Ce regard suspicieux est « paradoxal », car dans le même temps, une écrasante majorité de la population estime que le chômage constitue « une situation davantage subie que choisie » : les trois quarts des sondés sont, en effet, de cet avis – une proportion qui est toutefois inférieure de trois points à celle mesurée dans le précédent baromère. Pour les deux tiers des participants à l’enquête, le fait de pointer à Pôle emploi est « une fatalité, un coup du sort » dont on est victime.

Ces « représentations » ambivalentes, où la bienveillance cohabite avec les appréciations péjoratives, se fondent sur une « connaissance partielle » de la réalité, d’après l’étude.
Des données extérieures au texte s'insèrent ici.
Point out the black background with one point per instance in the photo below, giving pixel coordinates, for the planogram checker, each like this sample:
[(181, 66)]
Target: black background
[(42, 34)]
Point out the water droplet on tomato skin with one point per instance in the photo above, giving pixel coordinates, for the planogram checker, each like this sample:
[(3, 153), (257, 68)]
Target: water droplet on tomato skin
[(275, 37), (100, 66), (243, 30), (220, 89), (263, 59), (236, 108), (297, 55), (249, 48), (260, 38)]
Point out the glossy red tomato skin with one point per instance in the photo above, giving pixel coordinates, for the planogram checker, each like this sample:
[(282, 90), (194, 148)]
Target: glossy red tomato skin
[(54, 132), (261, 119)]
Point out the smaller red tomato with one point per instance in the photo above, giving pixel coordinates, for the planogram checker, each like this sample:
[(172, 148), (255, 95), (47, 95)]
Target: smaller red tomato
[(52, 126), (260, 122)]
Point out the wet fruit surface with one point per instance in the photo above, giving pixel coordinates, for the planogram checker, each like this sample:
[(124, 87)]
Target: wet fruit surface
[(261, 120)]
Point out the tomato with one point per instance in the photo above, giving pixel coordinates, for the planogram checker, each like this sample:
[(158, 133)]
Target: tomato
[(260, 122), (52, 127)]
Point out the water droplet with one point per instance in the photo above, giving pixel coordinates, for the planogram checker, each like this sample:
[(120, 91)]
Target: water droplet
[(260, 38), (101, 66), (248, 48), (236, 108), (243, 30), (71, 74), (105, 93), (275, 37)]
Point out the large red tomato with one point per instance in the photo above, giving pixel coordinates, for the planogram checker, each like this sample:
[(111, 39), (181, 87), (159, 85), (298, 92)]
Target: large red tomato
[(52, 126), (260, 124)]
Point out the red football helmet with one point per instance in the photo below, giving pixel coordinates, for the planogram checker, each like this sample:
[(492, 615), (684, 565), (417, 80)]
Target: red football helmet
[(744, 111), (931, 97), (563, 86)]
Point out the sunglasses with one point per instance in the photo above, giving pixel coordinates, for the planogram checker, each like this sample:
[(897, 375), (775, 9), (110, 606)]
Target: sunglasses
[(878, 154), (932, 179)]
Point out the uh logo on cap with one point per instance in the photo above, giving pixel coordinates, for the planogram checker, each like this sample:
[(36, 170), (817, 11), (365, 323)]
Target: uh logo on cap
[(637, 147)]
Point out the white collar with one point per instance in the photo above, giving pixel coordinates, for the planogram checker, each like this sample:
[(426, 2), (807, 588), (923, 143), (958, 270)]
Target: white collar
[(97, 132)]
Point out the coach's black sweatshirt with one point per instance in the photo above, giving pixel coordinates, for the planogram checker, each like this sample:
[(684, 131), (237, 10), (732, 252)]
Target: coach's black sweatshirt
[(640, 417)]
Un euphémisme pour indiquer que le degré d’ignorance atteint des niveaux significatifs au sujet des femmes et des hommes en quête d’un poste. Un seul exemple : 30 % des personnes questionnées « sous-estiment » le montant mensuel moyen de l’allocation-chômage et 34 % le « surestiment » (la « réponse correcte » étant 990 euros).

La publication de ces données intervient alors que la pression s’accentue sur les demandeurs d’emploi, conformément au cap fixé par Emmanuel Macron lors de son allocution du 9 novembre. En 2022, les 600 agents de Pôle emploi, chargés de s’assurer que les chômeurs font bien des démarches pour se faire embaucher, vont augmenter leurs contrôles de 25 %, en particulier dans les secteurs où les entreprises peinent à recruter de la main-d’œuvre, faute de candidats. Au sein de l’opérateur public, cette orientation est critiquée par des représentants du personnel : les vérifications se dérouleront sur « des délais plus courts », ce qui risque de poser problème quand les demandeurs d’emploi, découragés, ont besoin d’être « remobilisés car cela demande du temps et une relation de confiance », comme l’explique Bernie Billey (CFDT). « Les personnes inscrites chez nous risquent d’avoir plus de difficultés pour justifier de leurs recherches », renchérit Sylvie Espagnolle (CGT).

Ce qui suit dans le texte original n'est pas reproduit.